The impact of age-specific minimum wages on youth employment and education: A regression discontinuity analysis. A new GLO Discussion Paper by Meltem Dayioglu, Muserref Kucukbayrak and GLO Fellow Semih Tumen.

A new GLO Discussion Paper finds for Turkey that increasing the minimum wage reduces the employment probability of young males first but school enrollment increases over time and absorbs the negative employment effect.

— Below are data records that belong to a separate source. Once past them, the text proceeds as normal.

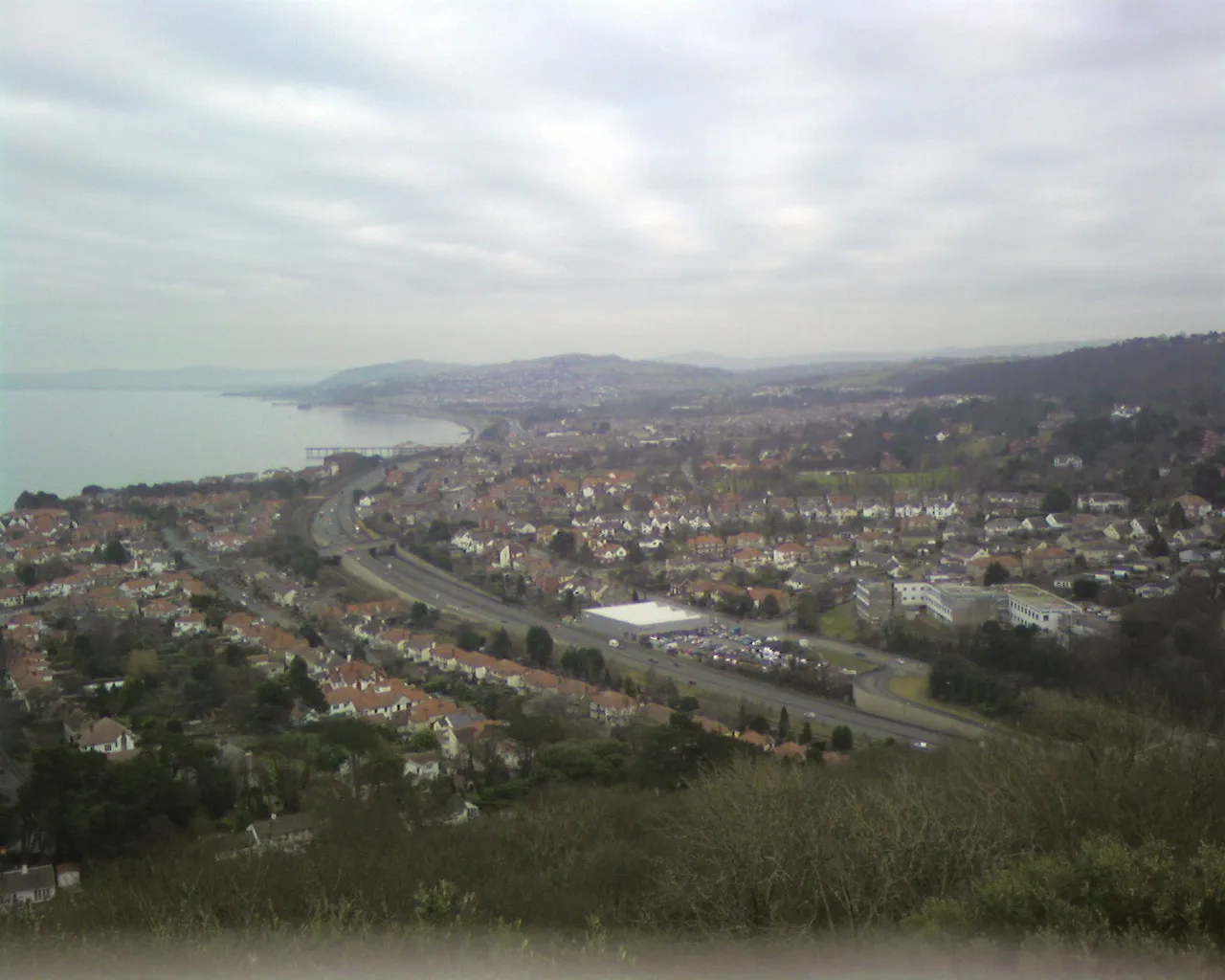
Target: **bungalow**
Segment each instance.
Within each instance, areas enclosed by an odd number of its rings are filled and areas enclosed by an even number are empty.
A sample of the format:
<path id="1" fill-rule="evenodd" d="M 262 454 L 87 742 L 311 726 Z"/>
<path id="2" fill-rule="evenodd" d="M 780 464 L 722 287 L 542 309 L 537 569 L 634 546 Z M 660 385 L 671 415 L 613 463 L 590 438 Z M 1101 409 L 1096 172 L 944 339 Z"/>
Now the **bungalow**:
<path id="1" fill-rule="evenodd" d="M 548 670 L 529 670 L 523 675 L 521 687 L 534 695 L 554 695 L 560 684 L 561 677 L 556 674 L 550 674 Z"/>
<path id="2" fill-rule="evenodd" d="M 1200 521 L 1209 517 L 1213 512 L 1213 505 L 1198 494 L 1183 494 L 1175 497 L 1174 502 L 1182 507 L 1182 512 L 1188 521 Z"/>
<path id="3" fill-rule="evenodd" d="M 791 597 L 783 589 L 767 589 L 752 586 L 748 588 L 748 598 L 753 601 L 753 609 L 761 609 L 762 603 L 764 603 L 769 597 L 773 597 L 774 601 L 778 603 L 780 612 L 785 612 L 791 605 Z"/>
<path id="4" fill-rule="evenodd" d="M 1012 517 L 997 517 L 993 521 L 987 521 L 982 526 L 982 530 L 989 538 L 1003 538 L 1020 530 L 1020 522 Z"/>
<path id="5" fill-rule="evenodd" d="M 1051 575 L 1072 567 L 1074 559 L 1071 551 L 1054 545 L 1039 545 L 1027 551 L 1020 560 L 1027 572 Z"/>
<path id="6" fill-rule="evenodd" d="M 236 530 L 222 530 L 208 538 L 208 550 L 218 554 L 238 551 L 249 540 L 245 534 L 239 534 Z"/>
<path id="7" fill-rule="evenodd" d="M 437 751 L 409 752 L 404 756 L 404 775 L 414 783 L 428 783 L 442 775 L 442 755 Z"/>
<path id="8" fill-rule="evenodd" d="M 528 668 L 514 663 L 514 660 L 495 660 L 494 665 L 489 668 L 488 675 L 490 680 L 500 681 L 507 687 L 522 687 L 523 676 L 527 673 Z"/>
<path id="9" fill-rule="evenodd" d="M 741 568 L 760 568 L 766 562 L 766 552 L 760 548 L 746 548 L 731 556 L 731 564 Z"/>
<path id="10" fill-rule="evenodd" d="M 597 545 L 595 549 L 593 550 L 593 554 L 595 555 L 597 561 L 600 561 L 605 565 L 612 565 L 614 562 L 617 561 L 625 561 L 630 556 L 630 552 L 626 551 L 622 545 L 616 544 L 615 541 Z"/>
<path id="11" fill-rule="evenodd" d="M 638 709 L 638 702 L 628 695 L 622 695 L 620 691 L 600 691 L 590 698 L 588 709 L 592 718 L 610 724 L 620 724 L 628 722 L 633 717 Z"/>
<path id="12" fill-rule="evenodd" d="M 64 734 L 82 752 L 102 752 L 111 760 L 130 758 L 140 751 L 131 729 L 114 718 L 65 723 Z"/>
<path id="13" fill-rule="evenodd" d="M 779 568 L 794 568 L 809 557 L 809 549 L 802 544 L 774 545 L 774 565 Z"/>
<path id="14" fill-rule="evenodd" d="M 1131 506 L 1131 497 L 1125 494 L 1082 494 L 1076 499 L 1076 506 L 1093 513 L 1125 513 Z"/>
<path id="15" fill-rule="evenodd" d="M 203 612 L 187 612 L 174 621 L 175 636 L 196 636 L 208 631 Z"/>
<path id="16" fill-rule="evenodd" d="M 1009 576 L 1017 575 L 1022 568 L 1020 562 L 1012 555 L 986 555 L 965 562 L 965 571 L 974 584 L 981 586 L 992 565 L 1000 565 Z"/>
<path id="17" fill-rule="evenodd" d="M 315 837 L 315 818 L 309 813 L 273 813 L 247 824 L 246 833 L 254 850 L 296 851 Z"/>
<path id="18" fill-rule="evenodd" d="M 81 883 L 77 865 L 22 865 L 0 873 L 0 913 L 20 905 L 50 902 L 59 889 Z"/>

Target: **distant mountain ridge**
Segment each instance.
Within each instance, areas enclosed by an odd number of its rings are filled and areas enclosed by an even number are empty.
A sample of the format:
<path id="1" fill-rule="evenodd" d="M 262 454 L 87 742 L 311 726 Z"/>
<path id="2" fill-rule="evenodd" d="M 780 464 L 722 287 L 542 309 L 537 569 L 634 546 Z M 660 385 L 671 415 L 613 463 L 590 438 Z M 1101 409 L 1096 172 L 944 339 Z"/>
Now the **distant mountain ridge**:
<path id="1" fill-rule="evenodd" d="M 326 369 L 256 371 L 245 368 L 169 368 L 165 370 L 98 369 L 55 374 L 0 374 L 0 390 L 9 391 L 233 391 L 312 385 Z"/>
<path id="2" fill-rule="evenodd" d="M 1104 341 L 1101 343 L 1110 343 Z M 719 368 L 724 371 L 746 372 L 767 371 L 775 368 L 813 368 L 821 374 L 827 369 L 862 370 L 865 366 L 904 364 L 918 360 L 951 359 L 967 360 L 974 358 L 1030 358 L 1058 354 L 1082 347 L 1095 347 L 1096 342 L 1060 341 L 1042 344 L 991 344 L 987 347 L 942 347 L 931 350 L 908 350 L 894 353 L 832 352 L 829 354 L 790 354 L 772 358 L 739 358 L 717 354 L 713 350 L 688 350 L 684 354 L 668 354 L 652 358 L 666 364 L 690 364 L 695 368 Z"/>

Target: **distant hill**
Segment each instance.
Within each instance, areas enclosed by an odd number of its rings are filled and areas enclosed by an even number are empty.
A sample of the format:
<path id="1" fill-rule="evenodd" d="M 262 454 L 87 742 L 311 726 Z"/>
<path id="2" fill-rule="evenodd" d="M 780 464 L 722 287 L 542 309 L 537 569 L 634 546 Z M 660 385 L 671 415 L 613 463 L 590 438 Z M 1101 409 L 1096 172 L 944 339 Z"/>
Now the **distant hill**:
<path id="1" fill-rule="evenodd" d="M 1225 412 L 1225 334 L 1145 337 L 1045 358 L 960 364 L 911 381 L 905 393 L 1051 394 L 1163 407 L 1199 401 Z"/>
<path id="2" fill-rule="evenodd" d="M 877 368 L 889 364 L 902 364 L 914 360 L 926 360 L 932 358 L 948 360 L 967 360 L 970 358 L 1016 358 L 1039 356 L 1041 354 L 1056 354 L 1062 350 L 1071 350 L 1085 347 L 1078 342 L 1058 342 L 1046 344 L 992 344 L 989 347 L 942 347 L 924 352 L 902 353 L 862 353 L 862 352 L 834 352 L 829 354 L 791 354 L 774 358 L 737 358 L 725 354 L 715 354 L 710 350 L 688 350 L 684 354 L 669 354 L 653 360 L 665 364 L 692 364 L 696 368 L 720 368 L 724 371 L 772 371 L 777 369 L 805 370 L 810 375 L 831 375 L 843 371 L 862 371 L 866 368 Z"/>
<path id="3" fill-rule="evenodd" d="M 587 399 L 668 397 L 679 392 L 709 392 L 746 383 L 715 368 L 627 360 L 615 355 L 560 354 L 505 364 L 430 364 L 404 361 L 341 371 L 295 397 L 331 403 L 361 403 L 412 396 L 463 402 L 492 391 L 530 393 L 540 403 L 565 404 Z M 513 398 L 511 398 L 513 401 Z"/>
<path id="4" fill-rule="evenodd" d="M 243 368 L 173 368 L 160 371 L 100 369 L 59 374 L 2 374 L 0 388 L 42 391 L 258 391 L 312 385 L 326 370 L 251 371 Z"/>

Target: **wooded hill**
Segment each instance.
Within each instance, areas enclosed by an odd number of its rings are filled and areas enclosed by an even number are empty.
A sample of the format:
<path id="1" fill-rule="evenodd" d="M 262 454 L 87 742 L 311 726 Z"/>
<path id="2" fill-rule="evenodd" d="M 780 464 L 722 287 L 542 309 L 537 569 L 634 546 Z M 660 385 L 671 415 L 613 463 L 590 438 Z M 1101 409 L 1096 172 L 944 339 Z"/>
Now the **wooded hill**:
<path id="1" fill-rule="evenodd" d="M 907 386 L 910 397 L 1049 394 L 1085 408 L 1112 403 L 1225 412 L 1225 334 L 1144 337 L 1047 358 L 963 364 Z"/>

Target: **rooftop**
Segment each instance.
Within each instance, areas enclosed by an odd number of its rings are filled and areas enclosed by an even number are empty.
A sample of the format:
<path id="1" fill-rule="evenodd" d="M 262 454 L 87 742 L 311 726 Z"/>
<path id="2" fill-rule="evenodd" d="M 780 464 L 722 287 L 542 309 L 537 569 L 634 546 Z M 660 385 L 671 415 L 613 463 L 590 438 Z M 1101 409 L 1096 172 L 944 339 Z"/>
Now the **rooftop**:
<path id="1" fill-rule="evenodd" d="M 706 617 L 697 612 L 688 612 L 664 603 L 627 603 L 625 605 L 604 605 L 588 609 L 593 615 L 600 615 L 630 626 L 658 626 L 660 624 L 682 625 L 686 622 L 704 622 Z"/>
<path id="2" fill-rule="evenodd" d="M 1062 599 L 1046 589 L 1038 588 L 1038 586 L 1018 583 L 1016 586 L 1006 584 L 1002 588 L 1008 594 L 1009 599 L 1017 599 L 1017 601 L 1025 603 L 1035 609 L 1049 609 L 1055 612 L 1080 611 L 1080 606 L 1076 603 L 1069 603 L 1067 599 Z"/>

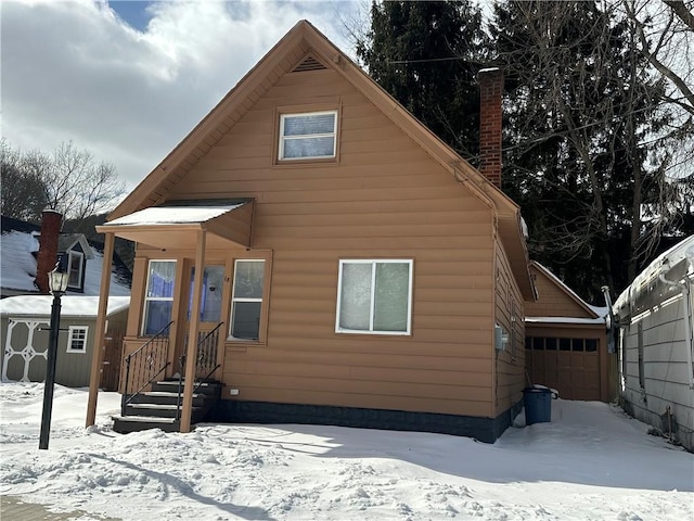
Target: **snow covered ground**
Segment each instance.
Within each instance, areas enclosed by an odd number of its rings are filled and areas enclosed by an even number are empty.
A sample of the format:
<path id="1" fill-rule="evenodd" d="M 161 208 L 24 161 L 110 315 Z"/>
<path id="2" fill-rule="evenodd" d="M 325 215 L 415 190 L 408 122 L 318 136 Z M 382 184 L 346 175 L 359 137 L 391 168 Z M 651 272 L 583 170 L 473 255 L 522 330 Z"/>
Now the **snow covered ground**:
<path id="1" fill-rule="evenodd" d="M 203 424 L 120 435 L 101 393 L 0 383 L 0 494 L 124 520 L 692 520 L 694 455 L 595 402 L 554 401 L 552 422 L 493 445 L 324 425 Z M 92 519 L 82 517 L 81 519 Z"/>

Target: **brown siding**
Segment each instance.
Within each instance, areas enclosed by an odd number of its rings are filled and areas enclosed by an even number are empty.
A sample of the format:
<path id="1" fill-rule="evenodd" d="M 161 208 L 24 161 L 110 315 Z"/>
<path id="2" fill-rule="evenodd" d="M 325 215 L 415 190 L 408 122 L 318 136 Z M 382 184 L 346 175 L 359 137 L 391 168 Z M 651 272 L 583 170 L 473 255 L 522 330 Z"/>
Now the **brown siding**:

GLO Discussion Paper No. 973, 2021

The impact of age-specific minimum wages on youth employment and education: A regression discontinuity analysis Download PDF
by Dayioglu, Meltem & Kucukbayrak, Muserref & Tumen, Semih

GLO Fellow Semih Tumen

Author Abstract: We exploit an age-specific minimum wage rule – which sets a lower minimum wage for workers of age 15 than the adult minimum wage paid to workers of age 16 and above – and its abolition to estimate the causal effect of a minimum wage increase on youth employment and education in Turkey. Using a regression discontinuity design in tandem with a difference-in-discontinuities analysis, we find that increasing the minimum wage reduces the employment probability of young males by 2.5-3.1 percentage points. We also document that, initially, the minimum wage increase does not lead to a major change in high school enrollment, while the likelihood of transitioning into “neither in employment nor in education and training” (NEET) category notably increases. However, in the medium term, the NEET effect is transitory; school enrollment increases over time and absorbs the negative employment effect. We argue that policy effects have mostly been driven by demand-side forces rather than supply side.